Oregon law going into effect allows cities, counties to set speed limits

PORTLAND, Ore. (KGW) — An Oregon law that will go into effect in 2023 will allow city and county officials to designate speed limits. It’s a shift from the current process where the authority lies with the Oregon Department of Transportation and a handful of traffic engineers.

Since the start of 2022, more than 65 people have been killed on Portland streets — the most in decades. Even more people have been injured in crashes.

“We have seen yet another tragic year of fatalities and serious injuries on our streets,” said Hannah Schafer of the Portland Bureau of Transportation.

One would argue that lowering speed limits might very well save lives and make streets safer, but changing speed limits has been no easy task.

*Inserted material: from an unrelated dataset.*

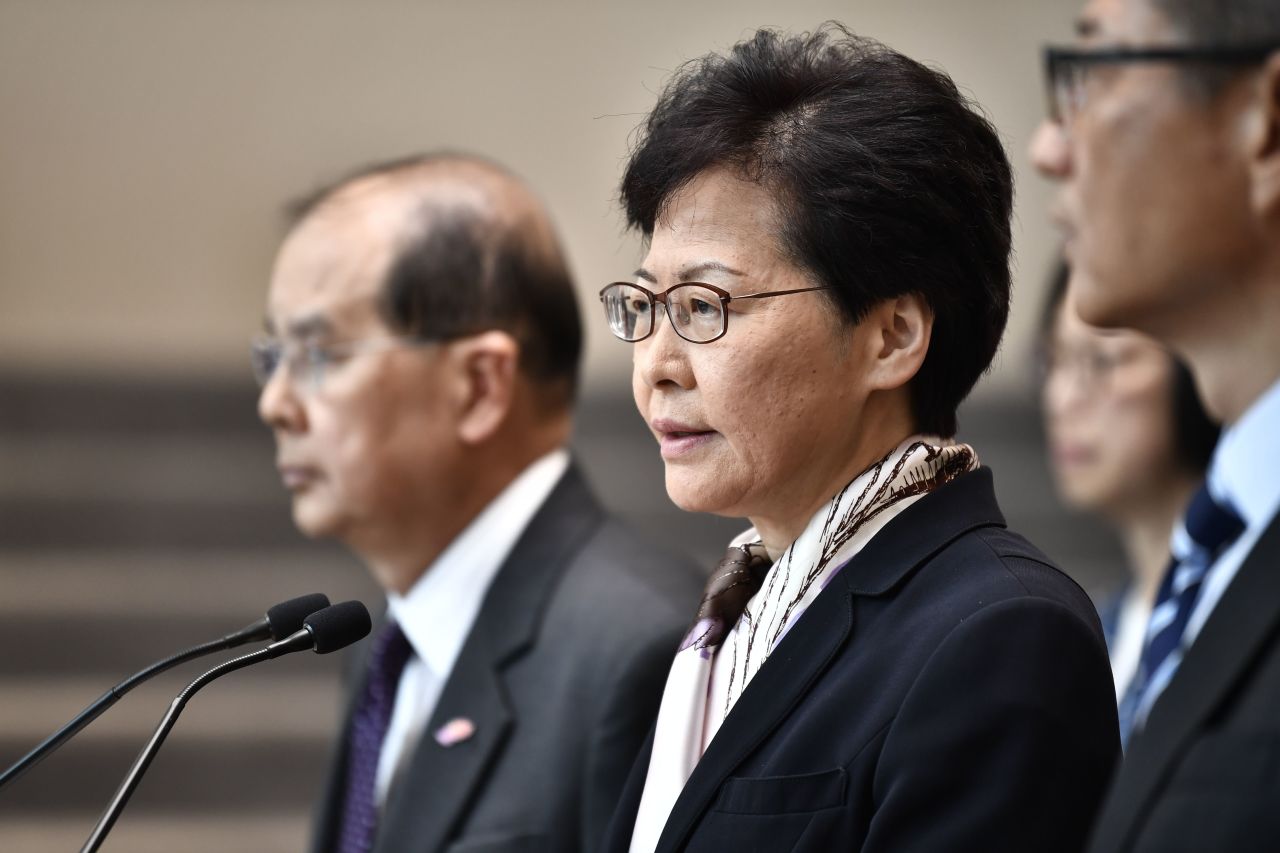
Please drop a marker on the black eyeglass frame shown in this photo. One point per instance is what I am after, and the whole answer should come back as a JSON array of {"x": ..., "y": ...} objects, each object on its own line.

“We have five people for the entire state which you can imagine creates a bit of a backlog when it comes to requests from cities and jurisdictions about speed limit changes,” said Matt Noble of ODOT.

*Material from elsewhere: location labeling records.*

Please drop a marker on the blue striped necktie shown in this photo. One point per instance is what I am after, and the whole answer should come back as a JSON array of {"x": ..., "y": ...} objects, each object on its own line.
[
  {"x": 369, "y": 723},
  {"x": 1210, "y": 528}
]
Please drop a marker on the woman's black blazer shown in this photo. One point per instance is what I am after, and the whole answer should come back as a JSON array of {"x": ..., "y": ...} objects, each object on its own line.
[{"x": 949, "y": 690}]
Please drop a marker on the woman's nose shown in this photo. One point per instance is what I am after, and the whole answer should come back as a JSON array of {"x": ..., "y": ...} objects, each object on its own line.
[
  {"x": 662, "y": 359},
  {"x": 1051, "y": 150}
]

The process Noble describes will soon be easier thanks to the new state law.

RELATED: Portland pedestrian deaths have reached a 70-year high, police say

“It’s going to provide local governments with the authority to set their own speed limits which should very much speed up the process, make it more effective because they know their local roads best,” Noble said.

Beginning Jan. 1, Oregon’s 241 cities, as well as Multnomah and Clackamas counties, can begin applying for the authority to designate speed limits in their respective jurisdictions.

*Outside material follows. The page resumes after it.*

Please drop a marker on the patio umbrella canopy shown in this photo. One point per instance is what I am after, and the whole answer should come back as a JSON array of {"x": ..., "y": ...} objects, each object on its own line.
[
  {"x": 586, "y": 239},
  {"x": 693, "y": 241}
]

“Having local authority over speeds is really, really crucial when we’re trying to lower speeds and create safer conditions around the city,” Schafer said.

Schafer said PBOT has yet to identify specific streets or even high crash corridors in need of immediate speed limit changes.

“We are excited though for this opportunity and doing the necessary paperwork to get that full authority from the state,” she said.

Perhaps there is no better time for this than now as a record number of people are either dying or getting injured in crashes on Portland streets.

“Speed continues to be a key factor in those fatalities and serious injuries,” Schafer said.

ODOT is not completely washing its hands of speed limit oversight. While Oregon’s cities, along with Multnomah and Clackamas counties, will now be able to handle speed limits in their jurisdictions, ODOT will continue to manage speed limits on state roads.